Era ya de noche cuando llegaron. El tío Art había vivido en una blanca casita de campo a unos cientos de metros de la carretera. La alquilaba a la familia que seguía cultivando los campos de los alrededores, este año de alubias, y sólo el huerto de detrás de la casa era obra del tío Art. El viejo miró el huerto un momento antes de entrar por la puerta de atrás, y Duane supo que estaba pensando que tendrían que venir aquí para cuidarlo. Dentro de pocas semanas estarían comiendo los tomates que tanto gustaban al tío Art.

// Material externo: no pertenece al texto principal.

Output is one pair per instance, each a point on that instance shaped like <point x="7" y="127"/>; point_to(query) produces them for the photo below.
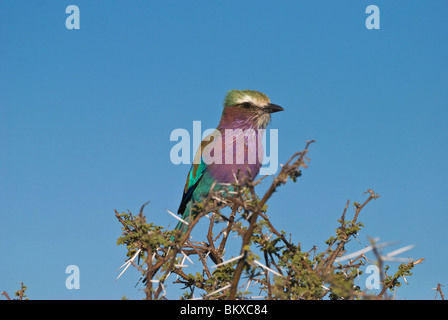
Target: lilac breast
<point x="234" y="152"/>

La casa no estaba cerrada. Duane pestañeó y se ajustó las gafas al entrar, sintiéndose acometido de nuevo por el dolor y la impresión de pérdida. Se dio cuenta de que ello se debía al olor del tabaco de pipa del tío Art en el aire inmóvil y atrapado. En aquel instante comprendió lo efímera que era la vida, lo fugaz que resultaba la presencia de cualquiera: unos pocos libros, un olor a tabaco que su consumidor no volvería a disfrutar, unas cuantas prendas de vestir que serían utilizadas por otros, las inevitables fotografías, documentos y correspondencia que significarían mucho menos para cualquier otro. Con una sensación parecida al vértigo, Duane comprendió que un ser humano no causaba en este mundo una impresión más duradera que la de una mano en el agua. Retira la mano, y el agua se apresura a llenar el hueco, como si nada hubiese ocurrido.

– Sólo será un minuto -dijo el viejo, casi en voz baja, por una razón que ninguno de los dos comprendía, pero a la que se sometían-. Puedes quedarte aquí.

Habían cruzado la cocina y entrado en el más oscuro «estudio».

Duane encendió una luz y asintió con la cabeza. El viejo desapareció en el dormitorio. Duane oyó que abría la puerta del armario.

La casa de tío Art era pequeña: sólo una cocina, un «estudio» en lo que antes había sido comedor y que no se utilizaba, un cuarto de estar donde apenas cabía una tumbona, muchos estantes con libros, dos sillones a los lados de una mesa con un tablero de ajedrez -Duane reconoció la partida que el tío Art y él habían estado jugando hacía tres fines de semana-, y un aparato de televisión muy grande. El pequeño dormitorio era la última habitación. La puerta principal se abría a un pequeño porche de cemento que daba a unos dos acres de jardín. Ningún visitante entraba ni salía nunca por la puerta principal, pero Duane sabía que al tío Art le gustaba sentarse en el porche por la noche, fumando su pipa y mirando hacia el norte a través de los campos. Se podía oír bastante bien el tráfico en la Jubilee College Road, pero los coches quedaban ocultos por la colina.